I look so small against those tall trees, don’t I?
Let me paraphrase a lesson from Reb Nosson (Pikadon 5:7) “If a person would believe that their soul is very, very high, surely they would never commit a single sin. You see there are three parts of Emunas Chachamim (faith in the sages) that are inseparable. First, we must have faith in the true Tzaddikim. Second, we must believe in our friends and speak to them about the awe of Heaven. And, most importantly, we must strengthen ourselves and overcome every obstacle to believe in oneself. That is, to believe that even one’s small achievements in his Divine service, and one’s study of Torah are very precious to Hashem. And particularly, believing that coming close to the Tzaddikim and believing in them, is in and of itself very, very precious to Hashem. Because even if one has faith in Hashem and in the Tzaddikim and in one’s friends but he doesn’t believe in himself, meaning he doesn’t believe that his faith in the Tzaddikim is very, very valuable, this too is a flaw in one’s Emunas Chachamim, and in a certain way, it is the most severe blemish of all. This spiritual disease is found today among many who have begun the path of Divine service, connecting with true Sages. They believe that their contemporaries are righteous, but they say, ‘how does that help me? I’m not on their level. I am full of sins’. And through this thinking, they fall, becoming completely estranged from observance…until many of them become outspoken opponents”.

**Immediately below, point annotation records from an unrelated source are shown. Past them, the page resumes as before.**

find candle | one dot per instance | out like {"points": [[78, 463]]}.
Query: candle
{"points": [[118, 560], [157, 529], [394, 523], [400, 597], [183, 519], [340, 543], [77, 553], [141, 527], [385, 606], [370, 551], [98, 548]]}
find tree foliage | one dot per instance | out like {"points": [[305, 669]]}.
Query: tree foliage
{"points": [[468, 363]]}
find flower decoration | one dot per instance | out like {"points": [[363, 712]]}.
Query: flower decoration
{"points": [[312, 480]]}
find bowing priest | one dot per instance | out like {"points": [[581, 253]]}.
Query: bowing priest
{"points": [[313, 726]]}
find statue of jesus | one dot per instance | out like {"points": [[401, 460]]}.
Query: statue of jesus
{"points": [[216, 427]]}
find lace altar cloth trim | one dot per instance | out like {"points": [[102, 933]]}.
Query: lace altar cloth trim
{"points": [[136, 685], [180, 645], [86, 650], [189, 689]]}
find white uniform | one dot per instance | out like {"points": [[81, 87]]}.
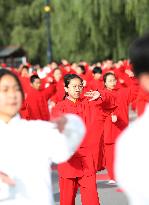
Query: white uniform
{"points": [[132, 164], [27, 148]]}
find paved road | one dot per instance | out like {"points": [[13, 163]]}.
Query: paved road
{"points": [[109, 194]]}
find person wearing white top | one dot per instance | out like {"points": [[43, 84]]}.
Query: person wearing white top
{"points": [[27, 148], [132, 147]]}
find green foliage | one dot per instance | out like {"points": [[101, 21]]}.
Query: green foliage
{"points": [[80, 29]]}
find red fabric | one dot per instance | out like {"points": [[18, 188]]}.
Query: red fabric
{"points": [[123, 97], [85, 159], [142, 100], [25, 84], [109, 155], [88, 190], [60, 92]]}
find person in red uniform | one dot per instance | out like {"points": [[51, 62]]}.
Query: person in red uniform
{"points": [[36, 102], [80, 170], [141, 101], [119, 119]]}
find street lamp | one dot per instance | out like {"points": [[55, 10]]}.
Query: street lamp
{"points": [[47, 10]]}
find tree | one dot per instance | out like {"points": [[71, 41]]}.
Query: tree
{"points": [[90, 30]]}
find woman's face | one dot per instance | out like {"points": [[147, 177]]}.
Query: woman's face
{"points": [[74, 88], [110, 82], [10, 97]]}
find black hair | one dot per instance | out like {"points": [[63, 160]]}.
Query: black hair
{"points": [[68, 78], [25, 67], [97, 69], [33, 78], [4, 72], [82, 68], [139, 55], [106, 75]]}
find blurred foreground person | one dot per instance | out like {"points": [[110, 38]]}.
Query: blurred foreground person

You know, what impresses me most about the stories told of Tzaddikim is their unusually developed sensitivities and how much significance they place on what seems like small things. But, ironically, I have a hard time giving myself credit for the small things I do. Reb Nosson says here that simply believing in Tzaddikim is a tremendously great feat in the eyes of Hashem. Just believing in the greatness of other people is enormously precious to Him.
So I have to admit, I really do have faith in Tzaddikim. So now, when I see how tall the trees are, I think maybe I’m not so small in that pic after all?!